Fracture, released tomorrow, reminds me of Red Faction, the ancient PS2 game-with-a-gimmick. And like Red Faction, Fracture is all about manipulating your environment, though this time it's the ground that you get to play with. While Red Faction supposedly allowed you to shoot through corridor walls, in practice the destruction was so signposted that you may as well have been shooting open doors. Fracture is similarly limiting. The gimmick this time round is the ability to manipulate your terrain. This is impressive at first but it soon subsides, leaving you feel more like Bob the Builder than a super space marine as you settle into a pattern of raising and lowering the ground only when obviously needing to.
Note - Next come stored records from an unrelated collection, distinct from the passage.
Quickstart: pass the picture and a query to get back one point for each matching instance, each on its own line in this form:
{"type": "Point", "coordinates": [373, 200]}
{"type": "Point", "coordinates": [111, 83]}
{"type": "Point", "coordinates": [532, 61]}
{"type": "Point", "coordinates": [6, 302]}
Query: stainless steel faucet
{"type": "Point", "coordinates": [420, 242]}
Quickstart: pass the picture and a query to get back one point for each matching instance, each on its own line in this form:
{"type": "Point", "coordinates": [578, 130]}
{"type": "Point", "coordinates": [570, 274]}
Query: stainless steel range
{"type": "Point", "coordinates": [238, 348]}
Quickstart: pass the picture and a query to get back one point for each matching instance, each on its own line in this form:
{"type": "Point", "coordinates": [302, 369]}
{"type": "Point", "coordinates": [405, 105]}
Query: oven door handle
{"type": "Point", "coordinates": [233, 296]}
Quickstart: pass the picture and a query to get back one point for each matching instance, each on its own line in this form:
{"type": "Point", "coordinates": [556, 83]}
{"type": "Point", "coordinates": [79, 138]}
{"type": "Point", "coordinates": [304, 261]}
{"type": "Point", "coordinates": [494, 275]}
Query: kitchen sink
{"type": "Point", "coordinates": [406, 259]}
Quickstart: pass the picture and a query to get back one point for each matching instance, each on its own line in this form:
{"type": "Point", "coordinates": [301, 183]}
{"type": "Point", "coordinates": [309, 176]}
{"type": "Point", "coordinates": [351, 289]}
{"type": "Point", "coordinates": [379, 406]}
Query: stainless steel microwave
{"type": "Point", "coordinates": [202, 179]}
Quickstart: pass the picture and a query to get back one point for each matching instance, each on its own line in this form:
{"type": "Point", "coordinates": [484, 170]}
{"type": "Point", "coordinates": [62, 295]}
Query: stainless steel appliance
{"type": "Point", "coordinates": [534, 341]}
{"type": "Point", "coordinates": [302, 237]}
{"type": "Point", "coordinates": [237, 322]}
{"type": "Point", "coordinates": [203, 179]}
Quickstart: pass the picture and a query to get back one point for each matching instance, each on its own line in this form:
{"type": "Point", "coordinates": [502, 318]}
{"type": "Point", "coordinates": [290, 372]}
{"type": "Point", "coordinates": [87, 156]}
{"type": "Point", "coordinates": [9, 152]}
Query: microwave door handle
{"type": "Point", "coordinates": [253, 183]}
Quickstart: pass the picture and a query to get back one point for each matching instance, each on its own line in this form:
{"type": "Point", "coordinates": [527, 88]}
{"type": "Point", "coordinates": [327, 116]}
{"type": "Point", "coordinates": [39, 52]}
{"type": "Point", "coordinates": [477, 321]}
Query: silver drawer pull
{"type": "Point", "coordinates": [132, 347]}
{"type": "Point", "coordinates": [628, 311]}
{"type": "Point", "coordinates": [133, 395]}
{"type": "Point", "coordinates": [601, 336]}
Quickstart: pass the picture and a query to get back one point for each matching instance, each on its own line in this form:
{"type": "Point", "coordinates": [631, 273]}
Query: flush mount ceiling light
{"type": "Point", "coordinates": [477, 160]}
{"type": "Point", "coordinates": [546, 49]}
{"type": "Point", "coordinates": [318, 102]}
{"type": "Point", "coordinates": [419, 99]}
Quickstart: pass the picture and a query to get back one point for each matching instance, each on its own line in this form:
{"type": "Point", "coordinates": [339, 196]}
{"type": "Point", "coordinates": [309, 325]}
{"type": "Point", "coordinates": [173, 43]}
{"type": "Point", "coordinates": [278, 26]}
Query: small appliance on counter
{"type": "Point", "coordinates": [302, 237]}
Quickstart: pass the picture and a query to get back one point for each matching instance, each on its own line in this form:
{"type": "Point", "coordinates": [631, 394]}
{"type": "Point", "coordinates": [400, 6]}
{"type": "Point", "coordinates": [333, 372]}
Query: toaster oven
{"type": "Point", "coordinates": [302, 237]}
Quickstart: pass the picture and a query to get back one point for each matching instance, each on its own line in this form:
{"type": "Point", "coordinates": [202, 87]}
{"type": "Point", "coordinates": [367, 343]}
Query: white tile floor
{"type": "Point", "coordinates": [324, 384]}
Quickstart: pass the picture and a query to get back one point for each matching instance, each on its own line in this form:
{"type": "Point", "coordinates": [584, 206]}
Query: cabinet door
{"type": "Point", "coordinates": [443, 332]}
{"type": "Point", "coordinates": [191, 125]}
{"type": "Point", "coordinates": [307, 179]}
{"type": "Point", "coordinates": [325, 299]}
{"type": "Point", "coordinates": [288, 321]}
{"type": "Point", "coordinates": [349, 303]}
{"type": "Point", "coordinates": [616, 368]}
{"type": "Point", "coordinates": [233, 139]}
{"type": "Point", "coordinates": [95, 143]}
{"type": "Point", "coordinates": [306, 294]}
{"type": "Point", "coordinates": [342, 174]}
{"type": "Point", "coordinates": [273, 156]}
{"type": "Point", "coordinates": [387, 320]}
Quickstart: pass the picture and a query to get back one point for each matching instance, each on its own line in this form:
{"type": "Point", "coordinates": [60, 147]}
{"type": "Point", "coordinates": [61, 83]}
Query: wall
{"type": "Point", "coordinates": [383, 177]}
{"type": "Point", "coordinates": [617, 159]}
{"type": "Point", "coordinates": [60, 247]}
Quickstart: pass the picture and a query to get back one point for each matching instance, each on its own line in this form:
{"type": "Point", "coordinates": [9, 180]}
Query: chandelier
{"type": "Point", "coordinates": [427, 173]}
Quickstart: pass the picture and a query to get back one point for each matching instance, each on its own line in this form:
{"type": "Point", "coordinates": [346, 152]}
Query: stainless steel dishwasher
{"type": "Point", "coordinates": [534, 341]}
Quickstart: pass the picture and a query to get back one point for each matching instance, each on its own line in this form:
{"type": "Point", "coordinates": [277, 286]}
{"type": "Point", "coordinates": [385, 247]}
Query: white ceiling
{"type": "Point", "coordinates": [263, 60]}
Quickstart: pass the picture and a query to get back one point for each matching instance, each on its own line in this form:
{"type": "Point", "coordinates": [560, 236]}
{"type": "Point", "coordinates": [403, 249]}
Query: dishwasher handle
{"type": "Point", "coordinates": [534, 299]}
And it is usually very obvious when you need to, for example, create a hill.
Take away the terraforming and you are left with a very average shooter. There's nothing new here, with Halo and Call of Duty 4 obvious inspirations. The graphics are as bland as the gameplay, with brown, blacks and greens doing their best to sap your enthusiasm. And that's assuming you have any left. Fracture is infuriatingly tough in places. Inconsistently placed checkpoints – which often mean a tedious retracing of steps – and a punishing number of enemies do little to make you love the game.
Fracture is clearly a tech demo that has been over-stretched into a game. With the rush of big titles hitting in the next few weeks the chances of Fracture setting the charts alight are slight. But if it does sell a sequel with a bit more freedom and a wider use of the powers could be worth waiting for. For now though, Fracture is unlikely to make the earth move for you.